Time series data mining has attracted much interest in last decades. Similarity searching in time series is one of the main research works in this area. Agrawal et al. [1] has first proposed an approach for whole sequence similarity matching. Euclidean distance is used in his work to measure the similarity between two time series. By using Discrete Fourier Transformation (DFT), the time series can be transformed from time domain to frequency domain. Then only a small number of features are extracted and indexed in an R-tree to speed the search. Faloutsos et al. [4] generalized it to apply to subsequence similarity matching and introduced the GEMINI framework which built around lower bounding to guarantee no false dimissals for indexing time series.

Studies in subsequence matching have revolved around two main issues. The first issue is the efficiency of matching process, in other words, dimensionality reduction techniques or indexing methods and the second issue is about similarity measure between two time series. Concerning the first issue, Keogh et al. presented two representations, Piecewise Aggregate Approximation (PAA) [13] and Adaptive Piecewise Constant Approximation (APCA) [12], which are dimensionality reduction techniques for sequence matching to index time series.

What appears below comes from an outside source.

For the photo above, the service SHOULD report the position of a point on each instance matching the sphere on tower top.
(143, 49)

Other representations, such as the Discrete Fourier Transform (DFT) [1], the Discrete Wavelet Transform (DWT) [6, 8], Piecewise Linear Representation (PLR) [20], Singular Value Decomposition (SVD) [19], and Symbolic Aggregate approXimation (SAX) [21, 26, 27] have been proposed to reduce the dimensionality of time series, yet all of them are still based on real values.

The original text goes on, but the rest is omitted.